O alívio da congestão é atingido através da remoção de volume. Os diuréticos, mais precisamente os diuréticos da ansa têm constituído a terapêutica de primeira linha para este efeito. Apesar da experiência clínica acumulada com o uso de diuréticos, a SCR é uma situação particular em que a eficácia e o esquema terapêutico ideal não se encontram

39 definidos. A probabilidade de resistência aos diuréticos está aumentada na SCR e o reconhecimento e tratamento desta situação é, atualmente, um enorme desafio.

Existem novos fármacos direcionados à congestão em investigação. Os antagonistas da vasopressina poderão estar indicados para doentes com híper- ou euvolémia com hiponatrémia. O papel dos antagonistas da adenosina ainda não se encontra definido.
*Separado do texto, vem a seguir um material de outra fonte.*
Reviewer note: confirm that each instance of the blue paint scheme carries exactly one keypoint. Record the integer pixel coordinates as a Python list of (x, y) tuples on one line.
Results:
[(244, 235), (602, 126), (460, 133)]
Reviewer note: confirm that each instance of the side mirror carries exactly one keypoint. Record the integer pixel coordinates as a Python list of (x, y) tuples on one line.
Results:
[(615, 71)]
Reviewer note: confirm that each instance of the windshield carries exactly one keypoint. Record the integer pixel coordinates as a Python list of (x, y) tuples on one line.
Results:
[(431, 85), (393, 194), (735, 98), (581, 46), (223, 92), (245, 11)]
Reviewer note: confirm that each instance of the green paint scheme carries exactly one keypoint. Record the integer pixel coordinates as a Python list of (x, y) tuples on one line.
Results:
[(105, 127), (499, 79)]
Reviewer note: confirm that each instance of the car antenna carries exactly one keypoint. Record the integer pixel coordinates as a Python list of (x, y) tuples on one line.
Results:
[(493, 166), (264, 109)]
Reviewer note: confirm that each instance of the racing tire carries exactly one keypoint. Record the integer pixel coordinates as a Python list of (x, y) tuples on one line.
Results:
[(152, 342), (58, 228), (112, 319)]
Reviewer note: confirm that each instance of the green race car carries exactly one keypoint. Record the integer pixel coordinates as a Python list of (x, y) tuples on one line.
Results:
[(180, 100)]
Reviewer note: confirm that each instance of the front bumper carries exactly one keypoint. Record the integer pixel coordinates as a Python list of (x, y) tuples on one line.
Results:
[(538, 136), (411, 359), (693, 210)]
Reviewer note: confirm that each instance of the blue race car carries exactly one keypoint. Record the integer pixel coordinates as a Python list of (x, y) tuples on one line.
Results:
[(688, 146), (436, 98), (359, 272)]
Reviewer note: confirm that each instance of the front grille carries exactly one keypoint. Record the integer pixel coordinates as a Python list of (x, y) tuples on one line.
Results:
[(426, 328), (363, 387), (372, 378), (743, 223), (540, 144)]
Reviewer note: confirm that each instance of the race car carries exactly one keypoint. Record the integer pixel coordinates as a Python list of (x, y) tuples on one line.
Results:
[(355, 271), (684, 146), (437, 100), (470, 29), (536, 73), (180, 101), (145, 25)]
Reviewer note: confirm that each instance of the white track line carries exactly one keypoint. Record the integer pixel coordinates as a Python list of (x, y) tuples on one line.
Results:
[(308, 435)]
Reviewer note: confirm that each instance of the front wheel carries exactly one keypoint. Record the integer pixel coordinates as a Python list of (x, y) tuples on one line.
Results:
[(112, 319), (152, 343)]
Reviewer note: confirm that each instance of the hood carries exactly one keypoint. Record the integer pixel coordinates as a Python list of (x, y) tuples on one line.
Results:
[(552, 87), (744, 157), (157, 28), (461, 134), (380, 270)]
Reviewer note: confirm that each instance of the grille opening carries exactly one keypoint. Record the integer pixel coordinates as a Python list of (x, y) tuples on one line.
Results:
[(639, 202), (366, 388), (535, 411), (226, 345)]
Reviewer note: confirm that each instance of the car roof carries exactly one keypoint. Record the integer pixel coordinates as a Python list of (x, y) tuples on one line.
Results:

Os péptidos natriuréticos, como o nesiritide, não estão recomendados rotineiramente, podendo ser usados por períodos curtos quando os doentes não respondem aos fármacos mais comuns.

A remoção de fluído por métodos mecânicos tem sido sugerida como uma opção mais rápida e eficaz, proporcionando uma taxa de remoção mais controlada e menor risco de desequilíbrios hidroeletrolíticos. No contexto agudo, a ultrafiltração tem sido recomendada como terapêutica de resgate nas situações avançadas e de resistência aos diuréticos. Os ensaios clínicos não suportam esta recomendação e apontam para uma maior eficácia nos estadios iniciais da SCR. No entanto, a comparação da ultrafiltração com os diuréticos como terapêutica inicial tem questionado a superioridade do método mecânico. O protocolo de ultrafiltração ótimo para a abordagem da SCR aguda também não se encontra definido. No contexto crónico, a diálise peritoneal parece ser uma opção promissora. Ensaios clínicos de maior amplitude são necessários para avaliar a custo- efetividade deste método.